Australien Surfen
4. März, 2007 von Moderator
Die Mornington-Halbinsel – Der Garten Eden für Surfer
Am bekanntesten ist der Mornington Peninsula National Park wahrscheinlich für seine drei großen Surfstrände Sorrento, Portsea und Gunnamatta. Nicht nur in Surferkreisen sind diese Strände große Namen, und für viele Sportler versteht es sich von selbst, möglichst oft wiederzukommen, um ihr Können an den Wellen dieser Region zu erproben.
Die Bedingungen auf dem Meer vor der Küste sind ideal – oft türmen sich hohe, aber noch nicht gewaltige Wellen auf, die mit guter Wucht auf das Land zurasen und so die interessantesten Surfmöglichkeiten bieten.

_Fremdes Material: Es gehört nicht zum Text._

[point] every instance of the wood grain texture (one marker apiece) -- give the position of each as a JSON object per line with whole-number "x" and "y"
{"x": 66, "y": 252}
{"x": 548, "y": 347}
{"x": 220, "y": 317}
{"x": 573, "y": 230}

Interessant ist auch für Nichtsurfer in Sorrento zum Beispiel, dass die Region vor dem Strand bei Ebbe trockenläuft und so den Blick freigibt auf kleine Felsbecken. Diese sind vor allem deshalb reizvoll, weil es in ihnen von kleinen Meeresbewohnern nur so wimmelt – Krebse, Seegurken und Seesterne bleiben hier nach dem Rückzug der Fluten zurück, bis das Meer mit der Flut zurückkommt.
Neben diesen expliziten Surfstränden findet man an der Halbinsel auch eine Reihe von Gebieten, die sich hervorragend zum Baden eignen. Die meisten dieser Strände liegen auf der den drei Surfständen abgewandten Seite der Insel, da in dieser Region die Wellen ruhiger und somit badefreundlicher sind.
Verschiedene Übernachtungsmöglichkeiten in der Nähe der schönen Badestrände machen einen Aufenthalt auf der Mornington Peninsula für Besucher zu einem wirklich ansprechenden Urlaub.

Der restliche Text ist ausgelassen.